From a data quality perspective, Garmin is the clear winner: consistent averages, low outlier rates, and stable stage classification. Fitbit performs nearly as well, with balanced results across most metrics. Oura provides the most detailed dataset, including naps, but at the cost of higher variability and occasional data issues. Apple, while popular and widely used, shows systematic problems with stage classification and higher rates of extreme outliers.
What This Means for Users and Researchers
For the casual user, these differences may not matter much. Whether you slept 6.8 or 7.1 hours is unlikely to change your morning routine. But for researchers, athletes, and clinicians, understanding the strengths and weaknesses of each platform is vital.
- Garmin seems to be best suited for consistent, reliable long-term trends.
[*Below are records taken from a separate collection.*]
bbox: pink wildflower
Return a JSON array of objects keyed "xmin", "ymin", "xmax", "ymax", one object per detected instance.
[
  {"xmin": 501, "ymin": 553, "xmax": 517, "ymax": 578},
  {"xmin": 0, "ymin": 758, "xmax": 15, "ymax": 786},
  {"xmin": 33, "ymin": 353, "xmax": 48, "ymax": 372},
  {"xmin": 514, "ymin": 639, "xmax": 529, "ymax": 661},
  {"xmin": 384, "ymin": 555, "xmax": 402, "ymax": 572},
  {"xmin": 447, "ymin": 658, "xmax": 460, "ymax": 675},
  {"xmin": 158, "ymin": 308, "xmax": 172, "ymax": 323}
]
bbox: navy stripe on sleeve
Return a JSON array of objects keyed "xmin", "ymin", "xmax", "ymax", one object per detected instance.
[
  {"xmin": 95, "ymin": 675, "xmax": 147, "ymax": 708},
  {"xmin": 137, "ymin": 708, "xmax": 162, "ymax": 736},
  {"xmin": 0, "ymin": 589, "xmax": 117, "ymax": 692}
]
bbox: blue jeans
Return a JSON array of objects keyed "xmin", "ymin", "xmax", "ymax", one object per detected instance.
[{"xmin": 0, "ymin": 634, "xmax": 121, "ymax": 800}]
- Oura offers the richest data, especially for those interested in nap behaviour, but requires careful filtering.
- Fitbit strikes a balance: relatively clean data without the extremes seen in Apple.
- Apple provides broad accessibility, but it should be treated with caution when interpreting deep sleep and outlier values.
Ultimately, no wearable is perfect, and all rely on algorithms that make educated guesses based on movement, heart rate, and other signals. The real value lies in recognising patterns over time, rather than obsessing over single-night accuracy.
The next stage is to compare the distribution from each wearable with the gold standard measure, Polysomnography (PSG). That’s something to look forward to in a later blog!